Aggregation Mechanics
It details internal optimization operations, limits, support for sharded collections, and concurrency concerns.
Aggregation Pipeline Optimization – It changed in version 2.4. Aggregation pipeline operations have an optimization phase which attempts to rearrange the pipeline for improved performance.
Pipeline Sequence Optimization
$sort + $skip + $limit Sequence Optimization – When you have a sequence with $sort followed by a $skip followed by a $limit, an optimization occurs that moves the $limit operator before the $skip operator. For example, if the pipeline consists of the following stages:
{ $sort: { age : -1 } },
{ $skip: 10 },
{ $limit: 5 }
During the optimization phase, the optimizer transforms the sequence to the following:
{ $sort: { age : -1 } },
{ $limit: 15 }
{ $skip: 10 }
The $limit value has increased to the sum of the initial value and the $skip value.
The optimized sequence now has $sort immediately preceding the $limit.
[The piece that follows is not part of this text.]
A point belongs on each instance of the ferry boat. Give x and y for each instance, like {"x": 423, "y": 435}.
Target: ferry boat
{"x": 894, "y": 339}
$limit + $skip + $limit + $skip Sequence Optimization – When you have a continuous sequence of a $limit pipeline stage followed by a $skip pipeline stage, the optimization phase attempts to arrange the pipeline stages to combine the limits and skips. For example, if the pipeline consists of the following stages.
{ $limit: 100 },
{ $skip: 5 },
{ $limit: 10},
{ $skip: 2 }
During the intermediate step, the optimizer reverses the position of the $skip followed by a $limit to $limit followed by the $skip.
{ $limit: 100 },
{ $limit: 15},
{ $skip: 5 },
{ $skip: 2 }
The $limit value has increased to the sum of the initial value and the $skip value. Then, for the final $limit value, the optimizer selects the minimum between the adjacent $limit values. For the final $skip value, the optimizer adds the adjacent $skip values, to transform the sequence to the following
{ $limit: 15 },
{ $skip: 7 }
Projection Optimization – The aggregation pipeline can determine if it requires only a subset of the fields in the documents to obtain the results. If so, the pipeline will only use those required fields, reducing the amount of data passing through the pipeline.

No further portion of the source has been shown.